4

I have been using partitioning with a postgreSQL database for a while. My database has grown quite a lot and does so nicely with partitioning. Unfortunately I now seem to have hit another barrier in speed and am trying to figure out some ways to speed up the database even more.

My basic setup is as follows: I have one master table called database_data from which all the partitions inherit. I chose to have one partition per month and name them like: database_data_YYYY_MM which works nicely.
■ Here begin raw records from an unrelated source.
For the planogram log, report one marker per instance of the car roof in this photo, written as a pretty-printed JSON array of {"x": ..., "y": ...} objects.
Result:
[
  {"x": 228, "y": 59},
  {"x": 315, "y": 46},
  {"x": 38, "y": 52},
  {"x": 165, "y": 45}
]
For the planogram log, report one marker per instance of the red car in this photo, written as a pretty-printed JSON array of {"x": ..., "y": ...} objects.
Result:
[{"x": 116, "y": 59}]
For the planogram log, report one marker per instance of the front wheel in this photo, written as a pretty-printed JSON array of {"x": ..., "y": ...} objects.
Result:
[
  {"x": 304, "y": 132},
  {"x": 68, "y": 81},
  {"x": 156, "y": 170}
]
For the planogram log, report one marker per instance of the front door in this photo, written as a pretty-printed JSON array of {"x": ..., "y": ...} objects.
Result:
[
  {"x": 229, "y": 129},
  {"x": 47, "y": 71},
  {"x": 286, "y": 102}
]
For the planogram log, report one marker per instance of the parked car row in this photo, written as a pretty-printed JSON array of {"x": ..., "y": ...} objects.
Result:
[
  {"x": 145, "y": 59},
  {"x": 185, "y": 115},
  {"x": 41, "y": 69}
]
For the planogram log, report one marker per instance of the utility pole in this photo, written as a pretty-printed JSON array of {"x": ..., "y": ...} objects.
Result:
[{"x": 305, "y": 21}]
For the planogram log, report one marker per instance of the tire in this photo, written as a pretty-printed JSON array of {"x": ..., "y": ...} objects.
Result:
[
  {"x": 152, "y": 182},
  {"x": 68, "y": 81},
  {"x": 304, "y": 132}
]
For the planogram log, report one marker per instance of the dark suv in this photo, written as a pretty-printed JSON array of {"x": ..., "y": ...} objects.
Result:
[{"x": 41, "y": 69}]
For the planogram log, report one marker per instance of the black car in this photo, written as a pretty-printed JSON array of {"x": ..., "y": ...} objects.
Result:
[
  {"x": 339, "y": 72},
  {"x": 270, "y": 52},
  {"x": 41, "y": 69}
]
By analyzing my data usage, I noticed, that I mostly do insert operations on the table and only some updates. The updates, however also occur on only a certain kind of row: I have a column called channel_id (a FK to another table). The rows I update always have a channel_id out of a set of maybe 50 IDs, so this would be a great way of distinguishing the rows that are never updated from the ones that potentially are.

I figured it would speed up my setup further if I would use the partitioning to have one table of insert only data and one of potentially updated data per month, as my updates would have to check less rows each time.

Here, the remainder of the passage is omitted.